I guess you didn't read the links earlier. It has nothing to do
with
stack tweaks. The moment you lose a single packet, you are toast. And
TCP SACK.
Certainly helps but still has limitations. If you have too many packets in flight, it can take too long to locate the SACKed packet in some implementations, this can cause a TCP timeout and resetting the window to 1. It varies from one implementation to another. The above was for some implementations of Linux. The larger the window (high speed, high latency paths) the worse this problem is. In other words, sure, you can get great performance but when you hit a lost packet, depending on which packet is lost, you can also take a huge performance hit depending on who is doing the talking or what they are talking to.
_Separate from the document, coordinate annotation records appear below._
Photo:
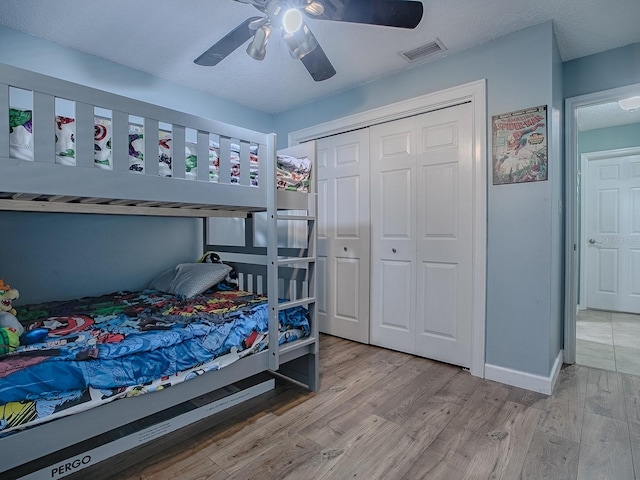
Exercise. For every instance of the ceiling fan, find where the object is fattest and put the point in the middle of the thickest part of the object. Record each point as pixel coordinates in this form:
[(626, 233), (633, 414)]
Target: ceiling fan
[(287, 16)]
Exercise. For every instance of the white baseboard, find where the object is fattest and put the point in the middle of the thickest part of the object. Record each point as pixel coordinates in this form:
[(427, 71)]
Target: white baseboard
[(528, 381)]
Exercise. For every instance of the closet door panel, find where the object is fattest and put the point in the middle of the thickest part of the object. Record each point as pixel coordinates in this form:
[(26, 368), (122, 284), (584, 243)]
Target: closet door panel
[(444, 247), (393, 236), (344, 227)]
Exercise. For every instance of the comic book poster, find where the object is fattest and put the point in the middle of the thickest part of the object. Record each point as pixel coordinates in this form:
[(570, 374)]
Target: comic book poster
[(520, 146)]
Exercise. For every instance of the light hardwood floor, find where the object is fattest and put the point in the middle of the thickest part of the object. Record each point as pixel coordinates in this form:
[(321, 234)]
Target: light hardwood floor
[(381, 414)]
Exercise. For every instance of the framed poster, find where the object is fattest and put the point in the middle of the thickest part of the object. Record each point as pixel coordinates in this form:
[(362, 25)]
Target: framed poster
[(520, 146)]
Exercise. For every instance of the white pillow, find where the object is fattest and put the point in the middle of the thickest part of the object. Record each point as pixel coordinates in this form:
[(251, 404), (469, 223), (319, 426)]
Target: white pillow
[(190, 279)]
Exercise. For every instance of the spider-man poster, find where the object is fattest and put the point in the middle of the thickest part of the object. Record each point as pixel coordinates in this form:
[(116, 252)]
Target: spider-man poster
[(520, 146)]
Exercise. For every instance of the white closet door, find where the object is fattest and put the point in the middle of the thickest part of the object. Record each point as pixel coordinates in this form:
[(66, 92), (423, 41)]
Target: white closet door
[(445, 234), (422, 269), (393, 243), (343, 235)]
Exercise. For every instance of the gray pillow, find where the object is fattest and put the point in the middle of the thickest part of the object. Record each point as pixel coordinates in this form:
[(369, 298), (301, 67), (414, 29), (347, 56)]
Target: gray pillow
[(190, 279)]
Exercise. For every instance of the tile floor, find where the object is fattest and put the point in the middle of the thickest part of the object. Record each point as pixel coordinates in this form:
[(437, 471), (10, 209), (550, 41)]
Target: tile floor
[(608, 340)]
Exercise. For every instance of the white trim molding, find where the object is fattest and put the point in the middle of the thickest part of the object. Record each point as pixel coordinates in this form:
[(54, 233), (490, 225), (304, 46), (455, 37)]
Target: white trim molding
[(528, 381), (474, 93)]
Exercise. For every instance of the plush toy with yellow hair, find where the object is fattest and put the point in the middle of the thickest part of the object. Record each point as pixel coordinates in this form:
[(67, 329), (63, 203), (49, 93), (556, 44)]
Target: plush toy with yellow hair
[(10, 327)]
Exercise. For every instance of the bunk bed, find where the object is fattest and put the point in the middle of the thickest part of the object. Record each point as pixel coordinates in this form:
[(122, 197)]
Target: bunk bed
[(54, 158)]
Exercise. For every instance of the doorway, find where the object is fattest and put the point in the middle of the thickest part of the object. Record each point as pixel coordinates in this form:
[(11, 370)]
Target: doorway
[(601, 321)]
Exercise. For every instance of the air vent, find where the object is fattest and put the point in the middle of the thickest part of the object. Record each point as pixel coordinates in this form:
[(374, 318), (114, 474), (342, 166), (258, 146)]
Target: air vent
[(423, 51)]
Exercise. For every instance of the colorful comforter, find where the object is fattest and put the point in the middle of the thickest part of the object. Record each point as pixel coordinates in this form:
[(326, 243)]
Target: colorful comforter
[(102, 348)]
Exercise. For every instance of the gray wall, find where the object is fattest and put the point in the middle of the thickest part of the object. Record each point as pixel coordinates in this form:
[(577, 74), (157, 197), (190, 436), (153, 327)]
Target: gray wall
[(58, 256), (611, 69), (524, 255)]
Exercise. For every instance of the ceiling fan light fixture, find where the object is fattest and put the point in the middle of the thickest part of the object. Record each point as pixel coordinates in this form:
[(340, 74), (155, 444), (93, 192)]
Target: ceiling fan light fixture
[(292, 20), (630, 104), (314, 8), (257, 49), (300, 43)]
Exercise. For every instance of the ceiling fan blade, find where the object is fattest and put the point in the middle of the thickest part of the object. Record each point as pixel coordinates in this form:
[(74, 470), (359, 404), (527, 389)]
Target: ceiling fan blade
[(390, 13), (318, 65), (227, 44)]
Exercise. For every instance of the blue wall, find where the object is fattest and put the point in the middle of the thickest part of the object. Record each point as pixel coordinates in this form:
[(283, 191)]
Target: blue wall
[(524, 254), (611, 69), (524, 270), (623, 136), (58, 256)]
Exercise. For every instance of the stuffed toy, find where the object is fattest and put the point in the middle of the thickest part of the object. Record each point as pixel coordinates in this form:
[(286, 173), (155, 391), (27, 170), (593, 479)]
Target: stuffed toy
[(9, 340), (7, 312)]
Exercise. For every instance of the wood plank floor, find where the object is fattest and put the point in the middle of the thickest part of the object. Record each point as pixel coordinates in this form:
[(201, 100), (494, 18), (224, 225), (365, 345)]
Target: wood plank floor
[(381, 414)]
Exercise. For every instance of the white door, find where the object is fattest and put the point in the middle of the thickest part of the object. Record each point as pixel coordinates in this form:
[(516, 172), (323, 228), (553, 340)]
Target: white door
[(612, 235), (422, 235), (343, 235)]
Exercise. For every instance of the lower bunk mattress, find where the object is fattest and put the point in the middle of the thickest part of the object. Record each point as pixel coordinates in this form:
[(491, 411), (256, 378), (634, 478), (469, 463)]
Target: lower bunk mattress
[(99, 349)]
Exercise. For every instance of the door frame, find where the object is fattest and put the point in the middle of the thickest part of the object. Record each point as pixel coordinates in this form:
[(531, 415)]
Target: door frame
[(585, 160), (474, 93), (571, 201)]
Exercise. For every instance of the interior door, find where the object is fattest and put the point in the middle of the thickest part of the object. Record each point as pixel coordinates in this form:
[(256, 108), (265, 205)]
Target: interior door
[(422, 234), (612, 236), (444, 235), (343, 235)]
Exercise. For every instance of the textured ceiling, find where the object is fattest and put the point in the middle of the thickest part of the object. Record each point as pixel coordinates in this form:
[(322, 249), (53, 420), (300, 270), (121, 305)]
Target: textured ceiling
[(162, 37)]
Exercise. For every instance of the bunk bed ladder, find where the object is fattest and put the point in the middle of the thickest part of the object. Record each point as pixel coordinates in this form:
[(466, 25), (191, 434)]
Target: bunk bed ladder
[(304, 368)]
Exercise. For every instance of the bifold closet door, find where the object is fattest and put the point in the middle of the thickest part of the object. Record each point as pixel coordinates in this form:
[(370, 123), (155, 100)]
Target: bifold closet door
[(422, 235), (343, 235)]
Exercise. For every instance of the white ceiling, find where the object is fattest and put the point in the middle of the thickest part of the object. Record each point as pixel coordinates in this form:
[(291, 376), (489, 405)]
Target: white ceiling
[(163, 37)]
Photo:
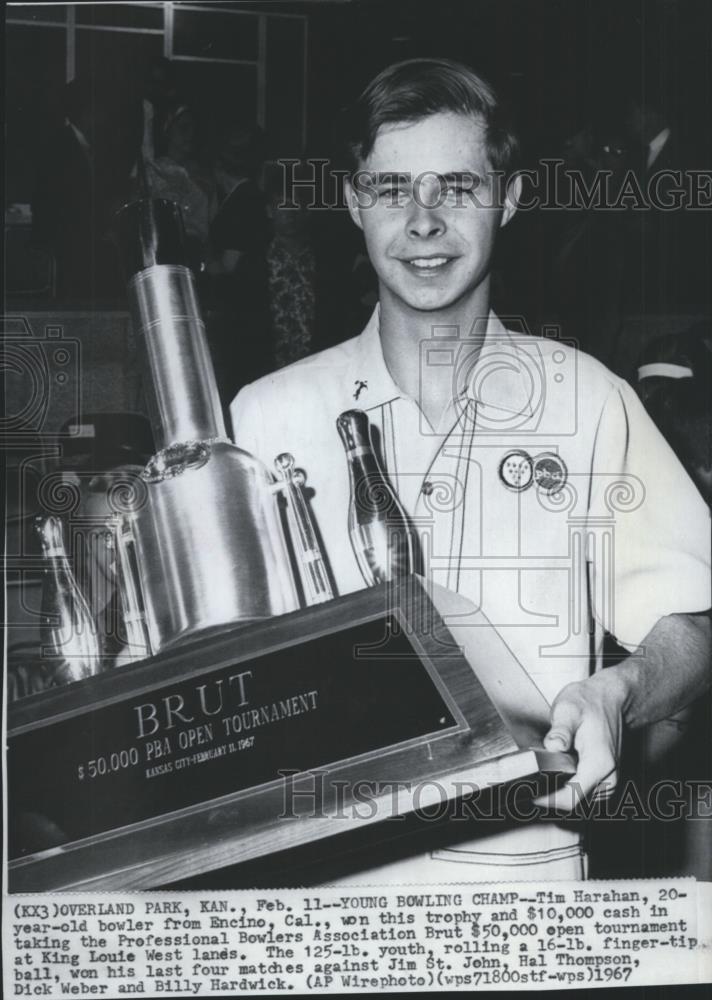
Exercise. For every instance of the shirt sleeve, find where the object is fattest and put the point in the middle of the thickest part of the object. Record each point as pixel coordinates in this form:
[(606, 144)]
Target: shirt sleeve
[(648, 525)]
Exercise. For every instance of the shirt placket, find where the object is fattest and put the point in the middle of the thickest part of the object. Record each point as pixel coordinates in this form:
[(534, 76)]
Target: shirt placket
[(441, 508)]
Common advice on stack tuning " for very large BDP paths where the TCP window is > 20 MB, you are likely to hit the Linux SACK implementation problem. If Linux has too many packets in flight when it gets a SACK event, it takes too long to located the SACKed packet, and you get a TCP timeout and CWND goes back to 1 packet. Restricting the TCP buffer size to about 12 MB seems to avoid this problem, but clearly limits your total throughput. Another solution is to disable SACK." Even if you don't have such as system, you might be talking to one. But anyway, I still think 1500 is a really dumb MTU value for modern interfaces and unnecessarily retards performance over long distances.